Now, all Singaporean special needs children - including those from well-off families - attending an early intervention programme at the pre-school level get a special $300 monthly payment to offset course fees which are about $1,000 a month.

Previously, subsidies for those from families earning more than $3,500 a month were meant to have been gradually reduced over four years to zero by this year.

Last Thursday, Prime Minister Lee Hsien Loong said Singapore's social safety net was working well and the Government would keep looking for ways to improve it - without creating a handout mentality. He was speaking to 400 community and grassroots leaders and social workers to mark the fifth anniversary of the Community Care Endowment Fund, addressing growing concerns about a widening income gap in Singapore.

It is heartening to know the Government is looking to improve things.

But clearly, there are shortcomings in the current system.

# First, the onus is on the families to apply for help with community development councils (CDCs), citizens consultative committees and family service centres. Some cases may fall through the cracks.

[Or we can see it as families who are able to help themselves do not need govt handouts. Easing the helping process may make it an entitlement.]

# Second, special schools that cater to children with disabilities - hearing impairment, autism or low IQ - are run by voluntary welfare organisations (VWOs) and private institutions. They are often limited by funding.

# Third, demand for space has been outstripping supply at some special schools, especially those for autistic children.

Specifically, more trained teachers are needed, said Ms Denise Phua, supervisor on the boards of the Pathlight School and Eden School for autistic children.

'We don't offer a place unless we have the trained teachers at hand,' said Ms Phua, who is also an MP for Jalan Besar GRC.

# Fourth, the Government adopts an arms-length approach in overseeing special schools. The VWOs bear the primary responsibility of running the special schools As a result, quality is inconsistent, depending on individual VWO board capability and commitment.

# Fifth, it is not mandatory for special needs children to go to school.

Moving forward, Ms Phua thinks the Government should be more involved in special schools' curriculum development and their teachers' pedagogical training. It should also make education compulsory for special needs children, she said.

A Malay family I spoke to recently provides a picture of some of the gaps in the system.

The family were left in dire straits after their sole breadwinner, a 50-year-old part-time cleaner, died in a freak bus accident in July this year. The dead man left a wife - who does not understand English - and four sick sons, aged eight to 21.

Their eldest son has mental illness while the second one has kidney failure. The second and third sons are intellectually disabled, attending special schools, while the youngest son was being tested for IQ and kidney problems.

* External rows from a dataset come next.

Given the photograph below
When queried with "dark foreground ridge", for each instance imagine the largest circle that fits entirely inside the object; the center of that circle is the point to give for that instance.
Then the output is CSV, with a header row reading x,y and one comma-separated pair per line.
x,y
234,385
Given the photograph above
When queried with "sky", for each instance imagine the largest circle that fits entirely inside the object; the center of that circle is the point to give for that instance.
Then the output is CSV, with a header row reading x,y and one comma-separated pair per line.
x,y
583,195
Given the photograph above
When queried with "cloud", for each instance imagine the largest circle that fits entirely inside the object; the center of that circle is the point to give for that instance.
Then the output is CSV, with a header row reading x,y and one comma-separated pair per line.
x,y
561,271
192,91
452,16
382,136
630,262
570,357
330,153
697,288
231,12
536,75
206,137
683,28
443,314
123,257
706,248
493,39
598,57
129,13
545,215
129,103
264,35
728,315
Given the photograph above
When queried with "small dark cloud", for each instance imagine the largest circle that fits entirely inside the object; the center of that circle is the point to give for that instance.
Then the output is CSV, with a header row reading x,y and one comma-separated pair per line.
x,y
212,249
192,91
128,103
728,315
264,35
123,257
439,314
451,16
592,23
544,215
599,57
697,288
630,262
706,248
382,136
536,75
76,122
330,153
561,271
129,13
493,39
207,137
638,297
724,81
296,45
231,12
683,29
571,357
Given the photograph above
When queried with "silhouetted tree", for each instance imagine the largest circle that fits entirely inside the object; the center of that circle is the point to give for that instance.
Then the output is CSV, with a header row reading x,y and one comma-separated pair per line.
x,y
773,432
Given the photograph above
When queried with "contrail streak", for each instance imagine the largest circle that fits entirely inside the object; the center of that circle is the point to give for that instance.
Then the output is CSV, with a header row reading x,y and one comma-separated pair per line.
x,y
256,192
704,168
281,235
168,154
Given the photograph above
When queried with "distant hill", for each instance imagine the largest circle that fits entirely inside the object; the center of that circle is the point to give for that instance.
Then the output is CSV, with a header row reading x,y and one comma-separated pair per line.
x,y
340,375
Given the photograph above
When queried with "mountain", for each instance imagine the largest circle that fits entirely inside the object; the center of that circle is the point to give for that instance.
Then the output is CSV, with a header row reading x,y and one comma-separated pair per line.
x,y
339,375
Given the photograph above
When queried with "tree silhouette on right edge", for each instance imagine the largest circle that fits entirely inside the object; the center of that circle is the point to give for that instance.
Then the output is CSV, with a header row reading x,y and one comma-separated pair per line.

The family had received occasional handouts from the CDC and various VWOs.

But the children's lot had not improved and their story was almost fading into history until after the freak accident was reported in The Straits Times. Donations poured in for the family after the report, providing them with more certainty about the children's education.

Clearly, arms-length management is not the way forward.

The Government also has to accept the fact that some disabled children will always be reliant on their caregivers. Singapore's social safety system - based on the principle that assistance should boost self-reliance - should not be followed to the letter.

[For most of these children, even the early intervention programmes will only improve their functioning somewhat. They will still need caregivers. It may be better to focus on the caregiver and training the caregiver. Maybe maids that have some training and aptitude for caring for disabled children may be paid more?]

The bottom 5 per cent of children may never contribute to Singapore's economy the way the top 5 per cent will.

Should more funds and the energies of the country's 'social elites' be channelled to these bottom 5 per cent anyway? For a nation with a soul, the answer is 'yes'.